Cook's Essentials 8 quart digital pressure cooker - this is used mainly to make Ray's 3 Envelope Roast, the best roast I've ever tasted and beef tips to serve over wild rice or riced cauliflower.
Black & Decker countertop convection oven - from cooking frozen fish sticks to roasting a chicken or a hefty cut of beef to baking stuffed mushrooms, this tiny oven will do it.
microwave oven - mainly for cooking vegetables and re-heating leftovers
two slice toaster - used just for toast
Deni indoor grill - produces nicely grilled beef, chicken, fish steaks, and vegetables
bread machine (rarely used)
Aroma heavy duty electric wok - purchased yesterday but so far it's been used for breakfast this morning and now it has green beans, carrots, potato and onion cooking in it.
The accessories, though not necessary, enable me to provide a little more variety in our meals. None of these are outrageously expensive when purchased new and ours were bought for pennies at garage sales. The main accessories we use are:
Pampered Chef small Micro-Cooker (25 cents)
Nordic Ware Microwave Egg Muffin Cooker (25 cents and great for 'fried' eggs)
Master Gourmet Microwave Steak and Burger grill (50 cents)
Nordic Ware Microwave Omelet pan (25 cents)
Various shallow metal and ceramic baking pan, muffin tins, tiny loaf pans, etc.
I can think of a few additional items that would be beneficial if I had more space. An electric skillet would be nice but the new wok will suffice and is more versatile. Some people have suggested a rice cooker as a handy addition but we don't eat much rice or pasta and when we do I cook it in the microwave. Once in awhile I think I need a food processor or blender but have managed just fine without one. However, I am seriously considering an immersion blender.
And where do we keep all this stuff? Ahh, that's an excellent question! If you're standing in the kitchen facing the sink, to the left there's a wall and against the wall is this shelf:
The appliances I use the most are kept on this shelf. Things I use less often like the tiny slow cooker and the pressure cooker are kept in another room.
Directly across from the sink is one of those cheap plastic drawer stands and on top of it sits the dish drainer. The drawers have little used utensils and smaller kitchen things in them. The entire kitchen area, wall to wall, is about 12 feet by 4 feet. That's it. And from this small space culinary masterpieces emerge...errr, we manage to eat well.
Breakfast is generally some kind of breakfast meat cooked in the microwave or convection oven along with eggs from the microwave, usually scrambled, and toast. This morning, though, I cooked Sweet Italian Sausages in the new wok and then fried the eggs in olive oil in the wok. It was fantastic and a very nice change of pace from the usual nuked fare. I did a quick test to see if the wok would boil water and it does. It boils 4 cups of water in less than 5 minutes which means I can now make hard boiled eggs.

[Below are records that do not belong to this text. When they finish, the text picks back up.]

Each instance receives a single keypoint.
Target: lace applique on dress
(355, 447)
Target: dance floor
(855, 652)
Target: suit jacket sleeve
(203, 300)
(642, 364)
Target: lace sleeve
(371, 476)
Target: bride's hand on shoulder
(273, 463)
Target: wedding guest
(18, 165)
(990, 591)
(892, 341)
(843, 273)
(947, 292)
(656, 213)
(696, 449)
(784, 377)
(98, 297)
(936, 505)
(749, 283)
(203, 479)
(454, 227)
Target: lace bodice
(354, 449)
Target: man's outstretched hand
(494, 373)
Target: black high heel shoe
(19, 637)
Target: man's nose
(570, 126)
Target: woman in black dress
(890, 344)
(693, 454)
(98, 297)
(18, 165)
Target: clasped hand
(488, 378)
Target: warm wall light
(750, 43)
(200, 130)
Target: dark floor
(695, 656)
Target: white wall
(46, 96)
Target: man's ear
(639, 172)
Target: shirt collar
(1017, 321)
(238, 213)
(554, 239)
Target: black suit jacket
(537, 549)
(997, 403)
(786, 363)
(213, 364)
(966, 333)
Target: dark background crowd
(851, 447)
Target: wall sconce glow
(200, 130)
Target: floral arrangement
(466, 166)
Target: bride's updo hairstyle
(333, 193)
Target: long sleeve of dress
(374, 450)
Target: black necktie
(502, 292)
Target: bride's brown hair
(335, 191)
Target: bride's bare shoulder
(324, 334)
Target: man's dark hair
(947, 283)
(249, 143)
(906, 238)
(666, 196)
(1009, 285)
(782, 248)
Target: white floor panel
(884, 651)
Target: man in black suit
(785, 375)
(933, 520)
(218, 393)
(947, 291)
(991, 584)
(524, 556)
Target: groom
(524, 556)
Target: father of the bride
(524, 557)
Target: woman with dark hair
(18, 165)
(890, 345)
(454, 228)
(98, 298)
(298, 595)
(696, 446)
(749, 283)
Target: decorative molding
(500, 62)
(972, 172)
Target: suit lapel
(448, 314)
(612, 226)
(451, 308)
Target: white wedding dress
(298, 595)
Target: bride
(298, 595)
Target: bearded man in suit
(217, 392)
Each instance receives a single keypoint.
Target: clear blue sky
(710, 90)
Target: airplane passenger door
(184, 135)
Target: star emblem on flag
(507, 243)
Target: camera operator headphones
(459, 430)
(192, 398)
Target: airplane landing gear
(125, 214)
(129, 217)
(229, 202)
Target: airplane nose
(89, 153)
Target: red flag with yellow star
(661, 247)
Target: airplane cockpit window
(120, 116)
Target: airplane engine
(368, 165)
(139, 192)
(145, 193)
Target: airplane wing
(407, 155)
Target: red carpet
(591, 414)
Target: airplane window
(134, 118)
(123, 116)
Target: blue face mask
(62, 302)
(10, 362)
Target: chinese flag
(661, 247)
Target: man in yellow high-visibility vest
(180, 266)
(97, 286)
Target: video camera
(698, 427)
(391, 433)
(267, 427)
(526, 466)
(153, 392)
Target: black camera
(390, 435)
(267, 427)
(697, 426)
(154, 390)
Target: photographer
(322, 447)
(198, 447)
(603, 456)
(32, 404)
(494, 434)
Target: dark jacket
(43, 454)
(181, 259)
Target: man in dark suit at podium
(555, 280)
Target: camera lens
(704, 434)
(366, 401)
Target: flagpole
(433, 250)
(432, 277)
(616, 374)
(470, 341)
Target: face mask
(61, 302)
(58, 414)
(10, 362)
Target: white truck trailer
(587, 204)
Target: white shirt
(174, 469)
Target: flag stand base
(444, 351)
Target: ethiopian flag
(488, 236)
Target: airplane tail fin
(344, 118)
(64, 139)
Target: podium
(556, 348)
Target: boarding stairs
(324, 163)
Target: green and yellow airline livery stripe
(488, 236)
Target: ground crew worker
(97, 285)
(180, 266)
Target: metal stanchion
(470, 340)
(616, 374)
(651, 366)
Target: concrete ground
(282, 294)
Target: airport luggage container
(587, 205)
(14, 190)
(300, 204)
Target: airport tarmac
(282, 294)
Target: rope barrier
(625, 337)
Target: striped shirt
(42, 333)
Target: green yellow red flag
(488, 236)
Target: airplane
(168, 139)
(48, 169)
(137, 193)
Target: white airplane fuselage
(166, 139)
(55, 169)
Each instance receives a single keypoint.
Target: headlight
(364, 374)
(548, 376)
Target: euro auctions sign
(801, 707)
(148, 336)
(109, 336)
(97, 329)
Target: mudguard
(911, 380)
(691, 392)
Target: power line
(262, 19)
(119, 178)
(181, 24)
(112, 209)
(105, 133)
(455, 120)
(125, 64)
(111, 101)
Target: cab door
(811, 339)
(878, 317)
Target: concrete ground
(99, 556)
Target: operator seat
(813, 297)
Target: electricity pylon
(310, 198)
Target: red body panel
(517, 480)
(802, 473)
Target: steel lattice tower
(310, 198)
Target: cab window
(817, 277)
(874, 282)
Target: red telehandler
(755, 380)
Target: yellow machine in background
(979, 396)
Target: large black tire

Lunch is usually leftovers from the night before though sometimes the man person prepares himself a sandwich.
Suppers are normal fare - roasted chicken, beef roast, meat loaf, baked fish, etc. cooked in the convection oven, slow cooker, or pressure cooker with a salad and/or other vegetables, usually cooked in the microwave. The addition of the wok will give us a few more options, especially in the vegetable department.
All in all, we do quite well without a 'real kitchen' so if you find yourself in the position of not being able to cook as you normally do (for whatever reason) don't panic. Just re-think how you prepare the foods you eat the most and punt.
We're remarkably able to adapt and change, we humans, especially if we feel we have no choice.